India is a developing nation with an estimated nominal GDP of $2.8 trillion. It is the world’s sixth-largest economy by nominal GDP and the third-largest by purchasing power parity (PPP). However, the per capita GDP has been comparatively low. Similarly, the distribution of capital has also been unequal to substantial amounts within the country. Thus, spending is lot less than it it should be. Now, GDP is one of the factors of the WHR 2021 which is gradually but constantly improving, but factors like social support and corruption are bringing the overall ranking of India down. Talking about deaths by suicide, India reported an average of 381 deaths by suicide daily in 2019, totaling 1,39,123 fatalities over the year, according to the latest NCRB data. The causes of suicide have been listed as Family problems, Illness, Drug Abuse and Mental Illness among others. Corruption and social unrest has been another major factor in the Happiness Index. Since 2010, there has been 100s of scams amounting equal to or more than INR 100 crore. In 2020, apart from various incidents of mass lynching, two major riots shook the nation resulting in 56 people losing their lives and more than 300 people were left wounded with loss of property, the amount of which is unascertained. I will have to write a separate post for criminal activities and environment damage.
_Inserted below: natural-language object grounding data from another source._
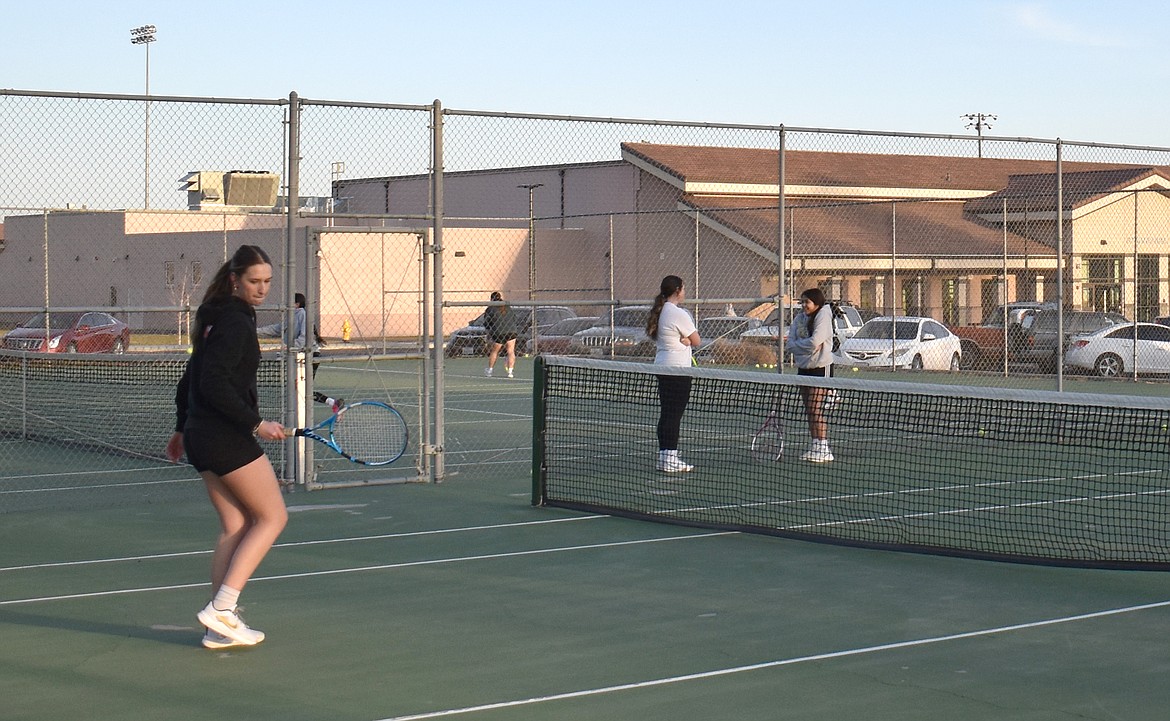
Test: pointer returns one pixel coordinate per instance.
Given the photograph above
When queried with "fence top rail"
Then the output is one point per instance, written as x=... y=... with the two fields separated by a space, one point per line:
x=535 y=116
x=110 y=309
x=303 y=102
x=616 y=303
x=162 y=98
I can’t say that the picture isn’t as gory as its painted out to be, It’s worse. I know, because I live here. But, there are positives, India is one of the fastest growing economies of the world. India has attracted a total FDI inflow of USD 58.37 billion during April to November 2020. It is the highest ever for the first eight months of a financial year (F.Y.) and 22 % higher as compared to the first eight months of 2019-20 (USD 47.67 billion). India has been a leader in handling the pandemic way better than developed nations with resources much lesser than them. India has developed a vaccine in such a short time with great efficiency. India is currently in the process of vaccinating people with 44.6 M vaccines administered and 7.48 M people have been fully vaccinated. Foreign minister, S. Jaishankar, when addressing the Asia Economic Dialogue 2021 said, India has lived up to its talk on a collaborative future by exporting vaccines to more than 70 countries and will be adding 40 countries to this list soon.
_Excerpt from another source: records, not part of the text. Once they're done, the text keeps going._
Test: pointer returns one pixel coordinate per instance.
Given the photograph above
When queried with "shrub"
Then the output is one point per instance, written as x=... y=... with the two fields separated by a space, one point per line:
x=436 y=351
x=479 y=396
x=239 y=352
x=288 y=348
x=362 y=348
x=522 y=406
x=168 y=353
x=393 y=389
As Indians, we all are responsible for the good and the bad. We have a tendency to overshadow the bad with the good and that is perhaps the reason, we are not improving the way we have the potential to. It is not only the job of the government to do everything and we can’t hold them responsible when we are not. A very basic example of how callous and irresponsible we have become is, I see people cleaning their houses and throwing the garbage on the road and if you ask them to not do that, they have the audacity to talk back and start an argument with you. This is a very small and basic example of how we are failing at not being responsible citizens but just failing at being humans. Let’s be better, let’s make this country we call ours actually ours, let’s help in cleaning our country and recycling the garbage not throwing it outside. Let’s raise our kids with morals along with mobile phones and tablets. Before, teaching them coding, let’s tell them what is wrong and right. Let’s talk about depression, let’s not talk about gender equality, let’s start implementing measures to make that happen. Let’s talk about secularity and not believe everything that is on the news like gospel. Let’s be objective instead of judgmental, let’s be kind before being doubtful and let’s be humans before being anything else.
Before I forget, Oprah was a great interviewer and Meghan and Harry were great interviewees. That’s all!